Pacific Gas and Electricity (PG&E), the wildfire stricken California focused electrical utility operator, has been approved to secure $23 billion of financing to assist in paying its bankruptcy related settlements, which may further accelerate the awaited subrogation payments it owes rights holders.
Yesterday the bankruptcy court approved PG&E to secure and use up to $23 billion in financing arrangements to help pay for the Chapter 11 turnaround plan, which includes making payments to those it owes money to for settlements following the major wildfires in California of 2017 and 2018.
The approval came as Gavin Newsom, the Governor of the State of California, reversed his opposition to the financing plans, opening the doors for PG&E to proceed with its bankruptcy plans and begin the process of securing some $11 billion in debt financing, $9 billion of equity raises and $3 billion by issuing new shares.
Newsom had objected to PG&E’s plans, but dropped his objection partly as the resubmitted timeline and plans proved more agreeable, but also it has been reported that recent financial market volatility may have helped to further reduce his opposition after PG&E secured commitments from some large investors to back the financing.
These investor commitments amount to around $12 billion Associated Press reported and have encouraged the judge and Newsom that the financing plan is realistic and can be proceeded with.
This financing approval was an important step in ensuring that PG&E can honour its settlement obligations, which includes a $13.5 billion settlement to resolve all claims with individuals arising from 2017 and 2018 wildfires, including the 2017 Tubbs Fire, as well as claims arising from the 2016 Ghost Ship Fire in Oakland and the 2015 Butte fire, as well as the $11 billion settlement with the holders of insurance subrogation rights.
As we explained recently, PG&E said that its Chapter 11 bankruptcy plans are on track and as a result it hopes to join the state’s newly formed wildfire fund and also make progress towards the insurance subrogation payments that it owes.
Some of those subrogation payments are expected to flow to the benefit of reinsurance market participants, which may include retrocessionaires and also insurance-linked securities (ILS) funds.

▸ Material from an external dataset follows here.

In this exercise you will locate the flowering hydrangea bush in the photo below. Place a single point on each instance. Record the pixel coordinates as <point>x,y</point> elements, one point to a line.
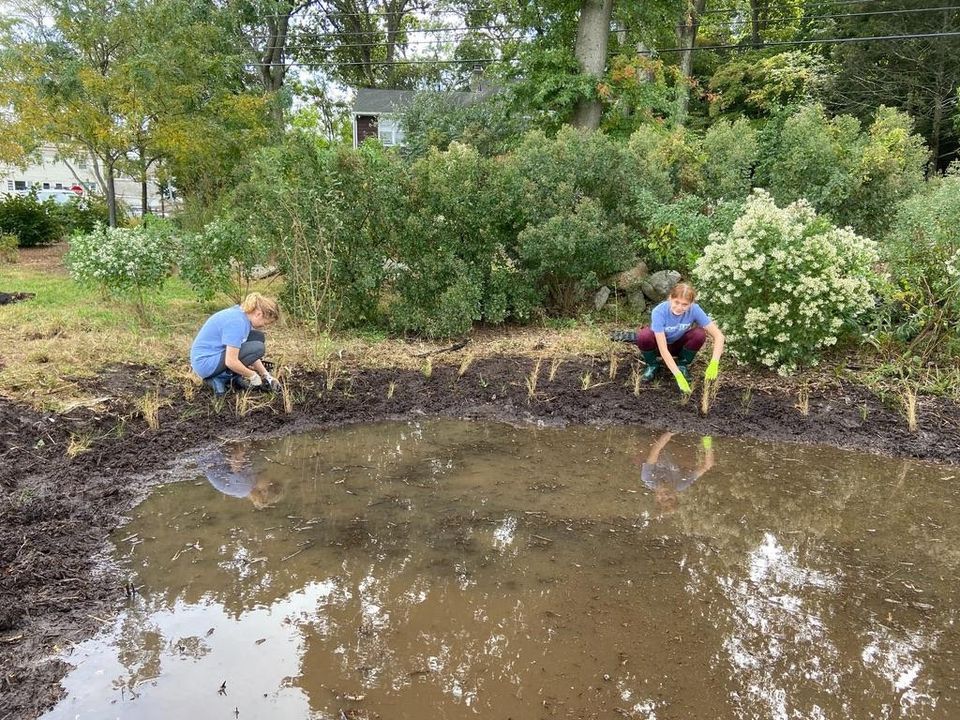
<point>784,283</point>
<point>122,260</point>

PG&E agreed the subrogation settlement of $11 billion last October, which is expected to provide some benefit to reinsurance providers, including some insurance-linked securities (ILS) funds that were exposed to the losses from major 2017 and 2018 California wildfire events.
Insurance and reinsurance companies, ILS funds and retrocessionaires paid some $20 billion of losses between them for the damages from these wildfires, which PG&E was subsequently found liable for as its equipment sparked the blazes.
It may still be some months before insurance and reinsurance market participants, as well as other rights holders, begin to receive any subrogation payments through PG&E’s settlement.
But this financing approval is another step down the road to seeing the payments happen and so brings any benefits closer for ILS funds and other collateralised reinsurance players that stand to benefit from reductions in re/insurer’s ultimates related to the wildfires.
The challenge of valuing these subrogation benefits remains significant, as we explained recently here, as for ILS managers valuing the PG&E wildfire related subrogation settlement in their funds will continue to be a challenge until they begin to flow.